Le xixe siècle a ensuite connu, successivement, avancées et reculs du principe de laïcité.

En 1801, Napoléon Bonaparte, avec la signature du Concordat, met un terme à la séparation entre Églises et État, en faisant toutefois du catholicisme non pas la religion de l’État comme c’était le cas avant la Révolution, mais celle « de la majorité des Français ». À la Restauration, le catholicisme redevient « religion d’État ». Puis, le dernier roi « des Français », Louis-Philippe, revient à la « religion de la majorité des Français ».

En 1833, la loi Guizot, du nom du ministre de l’Instruction publique François Guizot, lui-même petit-fils de pasteur protestant, autorise les particuliers à organiser des écoles primaires. Une timide notion de laïcité est introduite à son article 2, puisque la participation à l’instruction religieuse catholique n’est plus obligatoire et est laissée « à la responsabilité du père de famille ».

En 1850, la loi Falloux constitue un recul de la laïcité en accordant une place considérable à l’enseignement privé catholique. Elle donne une grande part à l’Église catholique dans l’organisation de l’enseignement : les évêques siègent de droit au conseil d’académie, l’école est surveillée par le curé conjointement avec le maire. Un simple rapport du maire ou du curé peut permettre à l’évêque de muter un instituteur à sa guise.

En 1881 et 1882, les lois de Jules Ferry remettent fortement en cause plusieurs éléments de la loi Falloux.
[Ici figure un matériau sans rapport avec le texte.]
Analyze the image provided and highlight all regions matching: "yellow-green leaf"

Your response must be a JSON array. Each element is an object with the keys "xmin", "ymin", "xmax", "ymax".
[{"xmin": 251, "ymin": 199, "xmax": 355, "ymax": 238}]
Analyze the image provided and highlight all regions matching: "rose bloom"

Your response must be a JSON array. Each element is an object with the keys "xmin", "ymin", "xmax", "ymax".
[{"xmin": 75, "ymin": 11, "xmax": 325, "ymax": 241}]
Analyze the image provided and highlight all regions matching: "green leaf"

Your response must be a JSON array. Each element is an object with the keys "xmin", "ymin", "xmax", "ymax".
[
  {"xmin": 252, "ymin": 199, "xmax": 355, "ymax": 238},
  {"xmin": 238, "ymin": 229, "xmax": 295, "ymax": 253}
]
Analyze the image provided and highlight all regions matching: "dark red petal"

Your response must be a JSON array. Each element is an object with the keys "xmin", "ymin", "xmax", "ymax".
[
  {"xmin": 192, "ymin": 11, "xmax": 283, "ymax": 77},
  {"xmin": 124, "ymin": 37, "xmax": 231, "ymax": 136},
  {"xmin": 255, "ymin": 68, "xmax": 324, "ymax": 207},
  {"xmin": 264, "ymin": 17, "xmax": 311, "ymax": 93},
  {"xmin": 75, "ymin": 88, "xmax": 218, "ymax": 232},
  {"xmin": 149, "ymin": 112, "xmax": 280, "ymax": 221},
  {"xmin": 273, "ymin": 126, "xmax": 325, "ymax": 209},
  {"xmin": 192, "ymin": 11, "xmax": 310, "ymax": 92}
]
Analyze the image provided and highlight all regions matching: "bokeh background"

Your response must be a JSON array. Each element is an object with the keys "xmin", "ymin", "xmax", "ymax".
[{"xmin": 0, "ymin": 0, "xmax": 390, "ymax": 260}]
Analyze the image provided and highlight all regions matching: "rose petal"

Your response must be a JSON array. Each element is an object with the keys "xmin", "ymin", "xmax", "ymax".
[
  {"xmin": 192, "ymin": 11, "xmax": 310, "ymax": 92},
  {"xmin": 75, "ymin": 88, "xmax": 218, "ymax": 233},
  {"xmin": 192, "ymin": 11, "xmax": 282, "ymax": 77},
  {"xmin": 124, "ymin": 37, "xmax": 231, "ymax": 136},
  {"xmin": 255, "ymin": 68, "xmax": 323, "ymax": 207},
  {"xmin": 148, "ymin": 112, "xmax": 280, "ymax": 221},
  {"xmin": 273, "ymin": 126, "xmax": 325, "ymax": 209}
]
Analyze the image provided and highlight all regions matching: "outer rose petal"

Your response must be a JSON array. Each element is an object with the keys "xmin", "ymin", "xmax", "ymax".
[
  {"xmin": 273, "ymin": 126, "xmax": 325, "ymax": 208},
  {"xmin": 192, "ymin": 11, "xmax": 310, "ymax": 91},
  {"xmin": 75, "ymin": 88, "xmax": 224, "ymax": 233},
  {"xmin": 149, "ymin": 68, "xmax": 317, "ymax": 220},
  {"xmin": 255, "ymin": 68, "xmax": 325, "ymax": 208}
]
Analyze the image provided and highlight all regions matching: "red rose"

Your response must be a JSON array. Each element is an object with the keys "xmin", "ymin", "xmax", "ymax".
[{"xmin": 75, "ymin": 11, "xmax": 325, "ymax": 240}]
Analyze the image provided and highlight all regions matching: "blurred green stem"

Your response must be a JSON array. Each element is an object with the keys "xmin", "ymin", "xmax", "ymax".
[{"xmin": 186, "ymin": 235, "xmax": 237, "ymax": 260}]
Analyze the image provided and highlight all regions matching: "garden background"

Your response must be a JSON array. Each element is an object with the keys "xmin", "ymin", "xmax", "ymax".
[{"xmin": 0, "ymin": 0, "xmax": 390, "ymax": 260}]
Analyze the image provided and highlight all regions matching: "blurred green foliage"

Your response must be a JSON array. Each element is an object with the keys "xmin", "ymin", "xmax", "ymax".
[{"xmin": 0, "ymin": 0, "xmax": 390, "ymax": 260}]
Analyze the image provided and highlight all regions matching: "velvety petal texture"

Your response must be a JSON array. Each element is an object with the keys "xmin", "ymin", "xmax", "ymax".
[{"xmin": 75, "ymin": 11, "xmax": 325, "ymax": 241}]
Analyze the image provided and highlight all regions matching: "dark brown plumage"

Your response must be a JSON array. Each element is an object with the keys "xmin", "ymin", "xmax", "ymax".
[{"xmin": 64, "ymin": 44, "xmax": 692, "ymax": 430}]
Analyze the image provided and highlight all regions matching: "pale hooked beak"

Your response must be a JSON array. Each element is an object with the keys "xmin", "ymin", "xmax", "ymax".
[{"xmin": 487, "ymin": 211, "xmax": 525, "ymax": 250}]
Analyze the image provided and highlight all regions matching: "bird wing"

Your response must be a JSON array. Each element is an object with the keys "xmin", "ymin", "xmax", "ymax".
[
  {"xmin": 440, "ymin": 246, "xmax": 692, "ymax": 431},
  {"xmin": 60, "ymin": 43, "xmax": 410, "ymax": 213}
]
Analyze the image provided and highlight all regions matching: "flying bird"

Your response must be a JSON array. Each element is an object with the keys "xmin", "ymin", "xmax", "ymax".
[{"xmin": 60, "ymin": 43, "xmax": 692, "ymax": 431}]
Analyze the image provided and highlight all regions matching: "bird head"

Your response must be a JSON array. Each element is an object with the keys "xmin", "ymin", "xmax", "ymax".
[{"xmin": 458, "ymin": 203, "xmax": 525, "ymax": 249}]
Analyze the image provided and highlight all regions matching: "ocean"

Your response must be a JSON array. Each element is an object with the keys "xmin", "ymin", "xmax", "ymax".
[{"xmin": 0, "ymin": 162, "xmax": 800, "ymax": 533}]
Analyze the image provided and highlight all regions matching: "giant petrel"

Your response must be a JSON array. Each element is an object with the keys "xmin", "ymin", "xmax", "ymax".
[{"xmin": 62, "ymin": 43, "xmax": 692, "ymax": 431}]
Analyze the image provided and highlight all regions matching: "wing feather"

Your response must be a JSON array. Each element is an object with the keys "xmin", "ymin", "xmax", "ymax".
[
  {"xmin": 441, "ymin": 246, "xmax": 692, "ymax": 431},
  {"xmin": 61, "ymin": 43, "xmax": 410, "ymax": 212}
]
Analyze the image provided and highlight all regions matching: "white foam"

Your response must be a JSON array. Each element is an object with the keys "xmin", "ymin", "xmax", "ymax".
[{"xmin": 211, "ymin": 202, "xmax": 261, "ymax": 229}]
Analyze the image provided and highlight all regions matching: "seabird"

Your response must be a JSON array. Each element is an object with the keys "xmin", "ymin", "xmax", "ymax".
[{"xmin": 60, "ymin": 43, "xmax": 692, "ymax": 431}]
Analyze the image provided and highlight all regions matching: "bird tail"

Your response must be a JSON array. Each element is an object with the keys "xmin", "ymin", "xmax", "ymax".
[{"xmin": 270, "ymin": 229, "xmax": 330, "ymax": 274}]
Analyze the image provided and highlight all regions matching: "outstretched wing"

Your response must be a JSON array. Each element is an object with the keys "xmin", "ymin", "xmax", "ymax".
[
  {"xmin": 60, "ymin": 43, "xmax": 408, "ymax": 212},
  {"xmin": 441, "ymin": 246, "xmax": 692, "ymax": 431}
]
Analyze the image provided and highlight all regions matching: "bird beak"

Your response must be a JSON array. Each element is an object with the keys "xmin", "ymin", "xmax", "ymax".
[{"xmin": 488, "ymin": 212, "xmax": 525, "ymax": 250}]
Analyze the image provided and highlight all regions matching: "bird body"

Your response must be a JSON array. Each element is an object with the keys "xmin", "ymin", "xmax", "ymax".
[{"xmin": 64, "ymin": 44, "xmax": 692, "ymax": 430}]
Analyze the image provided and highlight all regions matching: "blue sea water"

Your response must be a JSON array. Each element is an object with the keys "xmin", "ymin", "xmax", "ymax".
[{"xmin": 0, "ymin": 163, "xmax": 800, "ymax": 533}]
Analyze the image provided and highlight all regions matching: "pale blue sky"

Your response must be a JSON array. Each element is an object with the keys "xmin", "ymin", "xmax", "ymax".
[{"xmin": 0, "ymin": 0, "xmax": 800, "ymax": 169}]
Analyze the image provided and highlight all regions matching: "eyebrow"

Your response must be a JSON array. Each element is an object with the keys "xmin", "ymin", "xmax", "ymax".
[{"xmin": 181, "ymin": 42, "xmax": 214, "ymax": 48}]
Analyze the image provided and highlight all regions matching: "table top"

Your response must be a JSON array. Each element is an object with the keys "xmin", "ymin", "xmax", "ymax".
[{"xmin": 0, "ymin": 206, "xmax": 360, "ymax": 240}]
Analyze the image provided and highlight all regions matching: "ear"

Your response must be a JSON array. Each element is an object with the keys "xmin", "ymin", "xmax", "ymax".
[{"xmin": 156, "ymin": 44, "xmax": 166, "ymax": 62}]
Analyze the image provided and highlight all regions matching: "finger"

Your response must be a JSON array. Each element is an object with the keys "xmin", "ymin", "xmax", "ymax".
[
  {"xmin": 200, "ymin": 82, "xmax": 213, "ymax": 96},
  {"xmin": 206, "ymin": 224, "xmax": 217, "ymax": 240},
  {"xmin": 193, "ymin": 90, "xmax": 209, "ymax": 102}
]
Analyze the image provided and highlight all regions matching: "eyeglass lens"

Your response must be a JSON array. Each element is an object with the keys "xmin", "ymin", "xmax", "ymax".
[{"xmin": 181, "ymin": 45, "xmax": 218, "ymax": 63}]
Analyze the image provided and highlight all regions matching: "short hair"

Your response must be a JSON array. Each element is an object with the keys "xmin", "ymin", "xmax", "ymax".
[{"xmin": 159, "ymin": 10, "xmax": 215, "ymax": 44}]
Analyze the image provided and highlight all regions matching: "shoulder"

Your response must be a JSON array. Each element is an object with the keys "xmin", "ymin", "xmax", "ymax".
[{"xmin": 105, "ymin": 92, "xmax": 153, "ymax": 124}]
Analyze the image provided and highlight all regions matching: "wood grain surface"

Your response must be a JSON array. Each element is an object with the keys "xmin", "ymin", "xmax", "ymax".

La loi de 1881 rend l’enseignement primaire gratuit, celle de 1882 instaure l’obligation de l’instruction scolaire de 7 à 13 ans pour les garçons et les filles, et supprime des programmes scolaires l’enseignement religieux.

Quatre ans après, la loi Goblet du 30 octobre 1886 confie à un personnel exclusivement non religieux l’enseignement dans les écoles publiques.

Entre 1901 et 1904, à la suite de l’affaire Dreyfus, se trouve exacerbée ce que l’on a appelé la « guerre des deux France », qui oppose les tenants d’une France « catholique », « fille aînée de l’Église », et ceux d’une France se réclamant de la Déclaration des droits de l’homme et du citoyen de 1789 se voulant diverse et séparée des organisations religieuses.

Après plus d’un siècle de luttes, d’avancées et de reculs de la laïcité, la célèbre loi du 9 décembre 1905 concernant la séparation des Églises et de l’État est une loi de compromis conclue essentiellement grâce à la détermination des députés Aristide Briand, Ferdinand Buisson et Jean Jaurès, et avec, finalement, le soutien de Georges Clemenceau. Ces « pères fondateurs » de la laïcité française font prévaloir une conception de la laïcité dite « libérale », c’est-à-dire qui n’est pas anti-religions et qui permet de fixer un cadre commun à tous, croyants ou non-croyants. Ils défendent une loi « de liberté ». Mais il faudra attendre 1924 pour que le pape Pie XI admette la loi de 1905 en préconisant la création d’associations diocésaines pour pallier le refus initial de constituer les associations cultuelles prévues par cette loi.

Aristide Briand exprime parfaitement l’accord obtenu sur la loi en déclarant à la tribune de l’Assemblée nationale en 1905 :

Quel est le but que vous poursuivez ? Voulez-vous une loi de large neutralité susceptible d’assurer la pacification des esprits et de donner à la République, en même temps que la liberté de ses mouvements, une force plus grande ? Si oui faites que cette loi soit franche, loyale et honnête. Faites-la telle que les Églises ne puissent trouver aucune raison grave de bouder le régime nouveau, qu’elles sentent elles-mêmes la possibilité de vivre à l’abri de ce régime et qu’elles soient pour ainsi dire obligées de l’accepter de bonne grâce, car le pire qui pourrait arriver dans ce pays ce serait de déchaîner les passions religieuses.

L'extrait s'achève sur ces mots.